Mike singh ❤️ preeto  😹-Modern Mirza


In [48]:
rag_chain.invoke(""""In 16th Century Punjab there was Mike Singh a rich landlord from jatt community
                     he fell in love with Preeto from neighbouring village. 
                     Finally they decided to marry and agaisnt will of family. 
                     They ran away and but preeto's brother caught and killed mike singh with axes
                     """)

'0: No, it is not a spoiler. The given information does not reveal any crucial plot points or twists in the movie. It only provides a brief summary of the story without giving away any major surprises or developments.'

In [49]:
rag_chain.invoke("Mike singh will be killed at end by preeto's brother. Preeto will cry in vain")

"0: No, this is not a spoiler.
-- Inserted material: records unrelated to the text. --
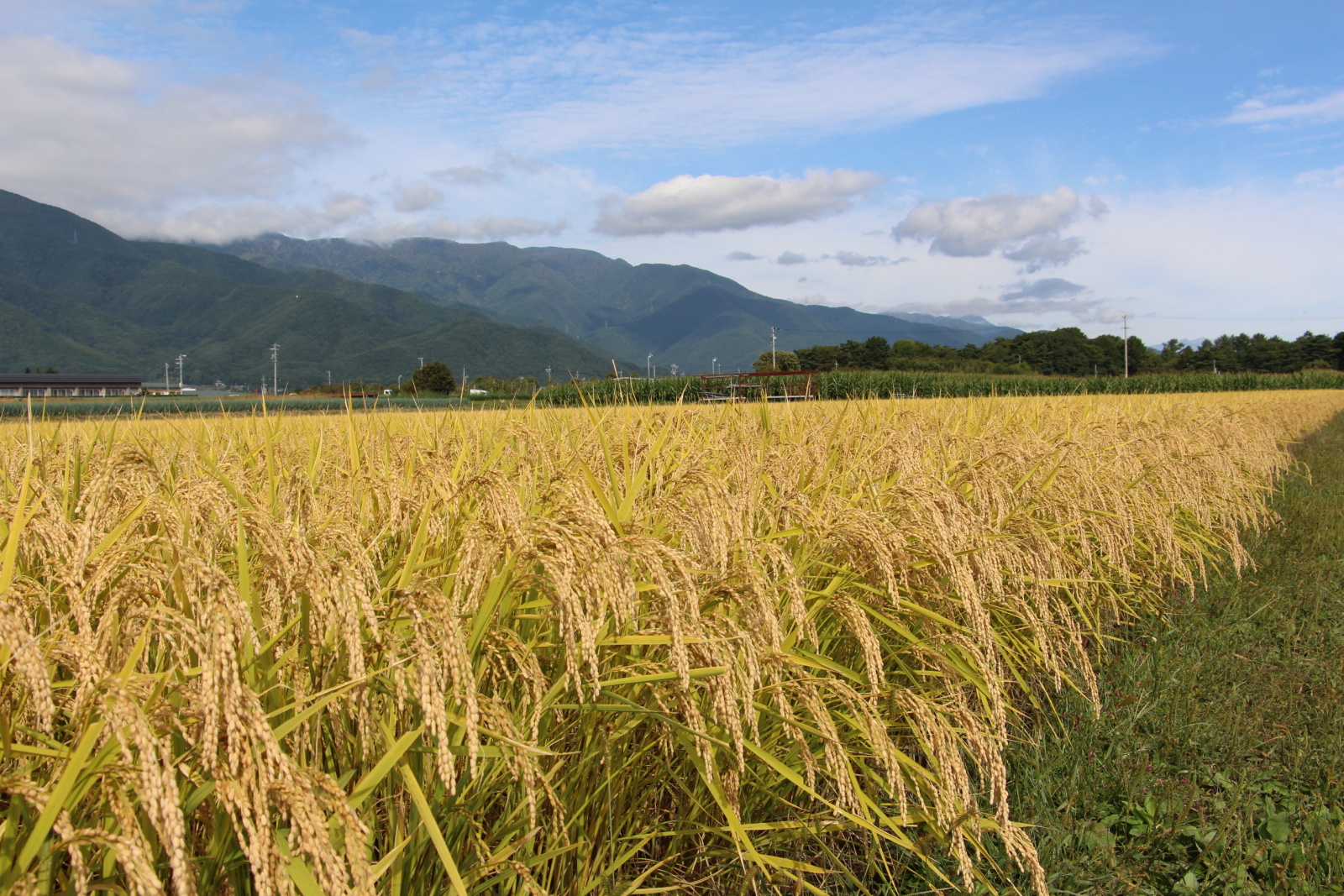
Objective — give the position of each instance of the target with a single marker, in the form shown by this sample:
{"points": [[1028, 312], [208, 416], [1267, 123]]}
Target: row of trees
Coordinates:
{"points": [[1072, 352], [430, 379]]}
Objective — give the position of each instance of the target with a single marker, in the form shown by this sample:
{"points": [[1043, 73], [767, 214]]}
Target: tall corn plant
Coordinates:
{"points": [[612, 649]]}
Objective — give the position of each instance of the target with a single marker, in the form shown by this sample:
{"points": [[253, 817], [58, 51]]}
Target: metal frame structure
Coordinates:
{"points": [[754, 387]]}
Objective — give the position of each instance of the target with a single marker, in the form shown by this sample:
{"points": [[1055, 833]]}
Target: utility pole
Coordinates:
{"points": [[1126, 318]]}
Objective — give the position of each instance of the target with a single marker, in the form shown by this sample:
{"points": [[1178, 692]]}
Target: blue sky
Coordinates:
{"points": [[1039, 164]]}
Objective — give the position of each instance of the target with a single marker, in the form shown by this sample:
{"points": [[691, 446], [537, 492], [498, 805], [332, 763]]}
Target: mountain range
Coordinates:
{"points": [[678, 313], [81, 298]]}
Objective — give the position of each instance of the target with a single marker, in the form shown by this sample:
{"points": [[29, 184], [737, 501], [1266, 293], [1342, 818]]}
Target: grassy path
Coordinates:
{"points": [[1218, 765]]}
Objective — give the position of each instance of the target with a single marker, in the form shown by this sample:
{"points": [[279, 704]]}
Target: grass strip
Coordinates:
{"points": [[1218, 762]]}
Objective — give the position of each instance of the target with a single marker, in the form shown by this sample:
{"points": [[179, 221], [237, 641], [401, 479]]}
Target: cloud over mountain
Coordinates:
{"points": [[1045, 296], [717, 202], [97, 132], [1023, 228]]}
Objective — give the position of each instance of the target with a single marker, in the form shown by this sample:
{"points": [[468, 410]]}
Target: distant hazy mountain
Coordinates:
{"points": [[80, 298], [990, 332], [678, 313]]}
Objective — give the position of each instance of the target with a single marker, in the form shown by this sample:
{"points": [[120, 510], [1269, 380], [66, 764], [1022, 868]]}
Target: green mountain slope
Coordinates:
{"points": [[77, 297], [675, 312]]}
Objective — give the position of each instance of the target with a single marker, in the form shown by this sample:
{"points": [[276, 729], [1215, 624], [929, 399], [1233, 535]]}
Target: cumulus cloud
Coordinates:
{"points": [[417, 196], [1046, 296], [1263, 110], [1043, 250], [1025, 228], [96, 134], [718, 202]]}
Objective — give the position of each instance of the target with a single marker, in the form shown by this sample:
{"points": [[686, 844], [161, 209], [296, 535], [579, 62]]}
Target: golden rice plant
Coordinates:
{"points": [[569, 652]]}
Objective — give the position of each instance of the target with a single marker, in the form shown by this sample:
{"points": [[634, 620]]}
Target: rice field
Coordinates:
{"points": [[595, 651]]}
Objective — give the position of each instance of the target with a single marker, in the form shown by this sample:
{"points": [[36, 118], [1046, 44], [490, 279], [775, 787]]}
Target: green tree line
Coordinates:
{"points": [[1070, 352]]}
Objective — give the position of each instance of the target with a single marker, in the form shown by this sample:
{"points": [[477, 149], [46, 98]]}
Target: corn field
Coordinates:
{"points": [[859, 385], [596, 651]]}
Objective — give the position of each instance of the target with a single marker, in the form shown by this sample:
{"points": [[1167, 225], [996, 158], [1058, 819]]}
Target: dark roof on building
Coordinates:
{"points": [[71, 379]]}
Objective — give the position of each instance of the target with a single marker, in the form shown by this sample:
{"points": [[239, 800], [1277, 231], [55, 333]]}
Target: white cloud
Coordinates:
{"points": [[1321, 177], [467, 175], [1045, 250], [857, 259], [214, 222], [1046, 296], [417, 196], [491, 228], [718, 202], [1023, 228], [96, 134], [1263, 110], [635, 89]]}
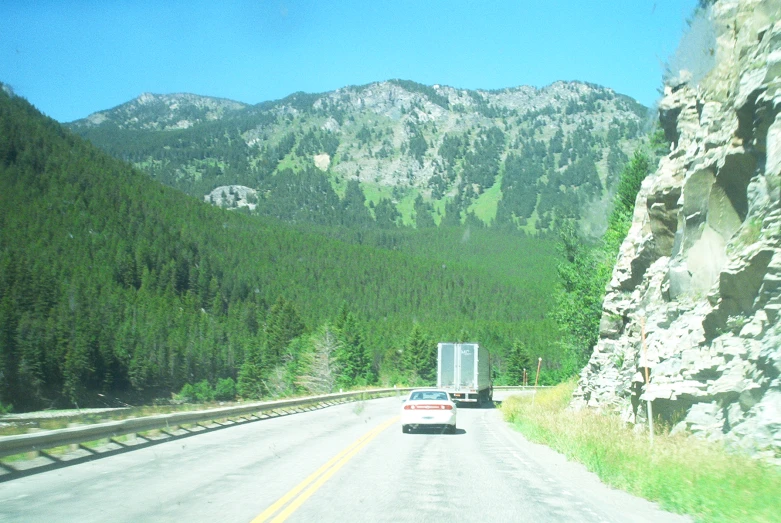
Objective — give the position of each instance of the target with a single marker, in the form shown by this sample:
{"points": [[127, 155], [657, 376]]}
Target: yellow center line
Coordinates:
{"points": [[323, 473]]}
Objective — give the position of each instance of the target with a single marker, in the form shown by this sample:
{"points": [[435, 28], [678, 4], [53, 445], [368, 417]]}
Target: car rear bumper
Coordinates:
{"points": [[447, 417]]}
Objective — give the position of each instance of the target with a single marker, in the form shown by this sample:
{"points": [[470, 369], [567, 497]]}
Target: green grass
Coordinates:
{"points": [[485, 205], [683, 474]]}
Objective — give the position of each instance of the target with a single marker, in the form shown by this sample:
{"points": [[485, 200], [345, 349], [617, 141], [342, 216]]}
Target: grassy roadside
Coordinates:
{"points": [[683, 474]]}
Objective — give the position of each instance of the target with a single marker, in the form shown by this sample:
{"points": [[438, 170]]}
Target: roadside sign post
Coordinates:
{"points": [[536, 379]]}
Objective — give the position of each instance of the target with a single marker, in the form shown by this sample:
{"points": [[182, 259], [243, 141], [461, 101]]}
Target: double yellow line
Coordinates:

The given text does not reveal any specific plot details or twists that would spoil the movie for someone who hasn't seen it. It only provides a general overview of the characters and their relationships."

In [50]:
rag_chain.invoke("Mike singh will be killed at end by preeto's brother")

"0: No, it is not a spoiler. The given information does not reveal any major plot twists or significant events that would spoil the movie for someone who hasn't seen it yet."